= Ilmar Raud =

Estonian chess player (1913–1941)

Ilmar Raud (30 April 1913 – 13 July 1941) was an Estonian chess master.

==Biography==
Raud was born in Viljandi, in the Governorate of Livonia of the Russian Empire (now Estonia). He played several times in the Estonian championships at Tallinn. In 1933, he tied for 3rd-5th at the 5th EST–ch. The event was won by Gunnar Friedemann. In 1934, he won the 6th EST–ch. In 1936, he took 3rd at the 8th EST–ch. The event was won by Paul Felix Schmidt. In 1937, he took 7th at Parnu (Schmidt won). In 1937, he took 2nd, behind Schmidt, at the 9th EST–ch. In 1939, he won the 10th EST–ch.

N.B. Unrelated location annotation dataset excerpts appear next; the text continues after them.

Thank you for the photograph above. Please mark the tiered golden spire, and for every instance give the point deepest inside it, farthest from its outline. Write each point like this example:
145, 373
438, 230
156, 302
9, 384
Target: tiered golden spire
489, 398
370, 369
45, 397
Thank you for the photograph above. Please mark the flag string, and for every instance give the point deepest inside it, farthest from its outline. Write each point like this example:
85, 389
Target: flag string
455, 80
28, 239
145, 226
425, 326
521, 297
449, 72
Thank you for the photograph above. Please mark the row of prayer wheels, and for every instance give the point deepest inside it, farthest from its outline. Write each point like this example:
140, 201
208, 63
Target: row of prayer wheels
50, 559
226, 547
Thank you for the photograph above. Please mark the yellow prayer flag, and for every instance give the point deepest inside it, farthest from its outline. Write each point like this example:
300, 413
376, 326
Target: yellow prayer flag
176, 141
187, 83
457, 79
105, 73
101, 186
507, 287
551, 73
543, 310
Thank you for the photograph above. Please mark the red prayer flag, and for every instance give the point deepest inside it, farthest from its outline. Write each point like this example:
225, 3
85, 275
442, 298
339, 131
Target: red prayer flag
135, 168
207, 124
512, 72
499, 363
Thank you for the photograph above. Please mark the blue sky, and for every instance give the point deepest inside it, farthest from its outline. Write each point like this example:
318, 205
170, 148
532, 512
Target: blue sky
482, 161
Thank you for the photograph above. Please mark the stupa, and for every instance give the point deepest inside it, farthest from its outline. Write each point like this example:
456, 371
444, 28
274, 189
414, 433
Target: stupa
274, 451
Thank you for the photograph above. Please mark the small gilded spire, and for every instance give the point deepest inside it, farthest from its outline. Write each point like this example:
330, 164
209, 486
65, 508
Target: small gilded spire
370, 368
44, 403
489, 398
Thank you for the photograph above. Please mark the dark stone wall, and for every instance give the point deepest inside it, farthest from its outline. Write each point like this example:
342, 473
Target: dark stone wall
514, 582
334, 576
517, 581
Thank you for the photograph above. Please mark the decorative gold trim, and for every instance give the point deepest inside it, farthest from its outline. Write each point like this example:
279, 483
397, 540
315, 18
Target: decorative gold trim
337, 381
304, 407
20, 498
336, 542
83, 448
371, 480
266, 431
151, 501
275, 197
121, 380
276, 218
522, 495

He played for Estonia on fourth board in the 6th Chess Olympiad at Warsaw 1935 (+4 –4 =7), on second board in 3rd unofficial Olympiad at Munich 1936 (+7 –8 =5), on second board in the 7th Olympiad at Stockholm (+7 –2 =8), on second board in the 8th Olympiad at Buenos Aires 1939 (+7 –5 =5). The Estonian team (Paul Keres, Raud, Schmidt, Friedemann, Johannes Türn) took 3rd place, behind Germany and Poland, in the last pre-war Chess Olympiad.

In September 1939, when World War II broke out, Raud, along with many other participants of the 8th Chess Olympiad, decided to stay in Argentina.

Raud took 14th in the Mar del Plata 1941 chess tournament (Gideon Ståhlberg won). He died in Buenos Aires, Argentina, at the age of 28.